There are several limitations that should be further considered in the future study. First, in the current study, we only investigated binary classification problem (i.e., AD vs. NC, MCI vs. NC, and MCI-C vs. MCI-NC), and did not test the ability of the classifier for the multi-class classification of AD, MCI and normal controls. Although multi-class classification is more challenging than binary-class classification, it is very important to diagnose different stage of dementia. Second, the proposed method requires the same number of features from different modalities. Other modalities in ADNI database, such as CSF and genetic data, which have different feature numbers, may also carry important pathological information that can help further improve the classification performance.

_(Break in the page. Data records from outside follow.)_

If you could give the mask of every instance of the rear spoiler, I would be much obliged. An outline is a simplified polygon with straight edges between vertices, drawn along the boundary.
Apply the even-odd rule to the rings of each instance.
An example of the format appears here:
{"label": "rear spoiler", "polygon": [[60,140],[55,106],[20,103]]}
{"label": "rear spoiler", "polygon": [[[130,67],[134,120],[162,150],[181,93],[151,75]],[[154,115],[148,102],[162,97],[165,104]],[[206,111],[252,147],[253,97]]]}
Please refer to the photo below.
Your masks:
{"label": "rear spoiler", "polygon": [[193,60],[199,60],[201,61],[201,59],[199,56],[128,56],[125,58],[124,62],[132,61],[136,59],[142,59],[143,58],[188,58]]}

Finally, longitudinal data may contain very important information for classification, while our proposed method can only deal with the baseline data.

Conclusion

This paper proposed a novel multi-task feature learning method for jointly selecting features from multi-modality neuroimaging data for AD/MCI classification. By introducing the label-aligned regularization term into the multi-task learning framework, the proposed method can utilize the relationships across both modalities and subjects to seek out the most discriminative features subset. Experimental results on the ADNI database demonstrate that our proposed method outperforms the state-of-the-art methods for multimodal classification of AD/MCI.